16 people have been reported infected with H7N9 in China thus far. 6 of them have died. This represents a case fatality rate (CFR) of almost 40%. This would place H7N9 among the most lethal diseases known to man. However, there have been rumors that there have been many more cases that have not been reported. If we suppose that many cases that have not resulted in death have not been reported then the CFR would be lower.
Most flu viruses have a CFR of less than 0.1%. If H7N9 was no more lethal than “regular” flu, there would have to be 6,000 unreported cases. There is no way so many cases could come from birds in such a short amount of time. Hence, if H7N9 is no more lethal than regular flu, the virus is already spreading human to human in a sustained way.
The Spanish flu of 1918 had a CFR of 2%. If H7N9 is as bad as the worst flu pandemic in human history, then there would already have to be 300 cases. Again, it is unlikely that so many cases could come entirely from birds in such a short period of time. At least some human to human spread would have to be occurring.
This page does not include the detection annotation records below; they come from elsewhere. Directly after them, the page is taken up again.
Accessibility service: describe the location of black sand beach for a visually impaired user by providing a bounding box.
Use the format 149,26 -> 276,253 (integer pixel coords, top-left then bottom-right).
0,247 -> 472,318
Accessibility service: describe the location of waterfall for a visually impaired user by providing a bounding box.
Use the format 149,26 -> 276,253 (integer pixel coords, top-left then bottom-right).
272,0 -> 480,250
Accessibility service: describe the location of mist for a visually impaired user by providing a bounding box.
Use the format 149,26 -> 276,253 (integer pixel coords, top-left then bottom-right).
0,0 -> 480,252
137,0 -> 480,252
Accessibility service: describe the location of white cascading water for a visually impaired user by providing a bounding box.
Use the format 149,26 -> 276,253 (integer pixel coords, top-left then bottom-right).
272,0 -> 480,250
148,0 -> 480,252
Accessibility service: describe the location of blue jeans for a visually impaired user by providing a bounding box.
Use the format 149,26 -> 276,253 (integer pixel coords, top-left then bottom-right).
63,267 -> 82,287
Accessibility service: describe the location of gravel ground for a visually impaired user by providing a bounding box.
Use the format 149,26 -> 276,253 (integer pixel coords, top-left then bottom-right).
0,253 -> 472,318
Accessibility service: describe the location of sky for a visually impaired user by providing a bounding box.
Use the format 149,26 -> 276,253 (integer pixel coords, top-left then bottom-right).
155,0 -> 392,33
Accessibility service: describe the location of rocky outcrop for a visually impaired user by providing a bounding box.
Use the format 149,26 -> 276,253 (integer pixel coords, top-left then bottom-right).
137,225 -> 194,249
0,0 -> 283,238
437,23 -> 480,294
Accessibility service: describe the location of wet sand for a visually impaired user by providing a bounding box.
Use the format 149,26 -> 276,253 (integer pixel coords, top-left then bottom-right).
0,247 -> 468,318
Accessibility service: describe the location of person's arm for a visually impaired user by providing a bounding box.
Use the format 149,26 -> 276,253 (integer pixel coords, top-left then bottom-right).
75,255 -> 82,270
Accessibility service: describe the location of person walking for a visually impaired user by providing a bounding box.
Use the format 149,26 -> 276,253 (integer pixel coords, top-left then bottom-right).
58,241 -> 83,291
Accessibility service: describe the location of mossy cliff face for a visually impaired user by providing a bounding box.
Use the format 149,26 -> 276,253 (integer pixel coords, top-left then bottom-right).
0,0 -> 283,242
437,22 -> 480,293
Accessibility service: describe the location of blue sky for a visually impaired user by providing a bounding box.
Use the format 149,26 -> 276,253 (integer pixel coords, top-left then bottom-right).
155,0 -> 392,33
R0 describes the efficiency with which flu spreads. How many other people does each infected person infect? This number can be misleading because in the real world many people with flu do not infect anyone else but a few infect many, so-called superspreaders. One H7N9 superspreader in a Shanghai hotel or airport could seed the virus in people who will take it with them to cities around the world.
We don’t know how efficiently H7N9 is spreading in the human population or how lethal it is. However, we do know that either it is much more lethal than regular flu OR it is already spreading sustainably within the human population. Either way, efforts to contain it should be considered an international top priority.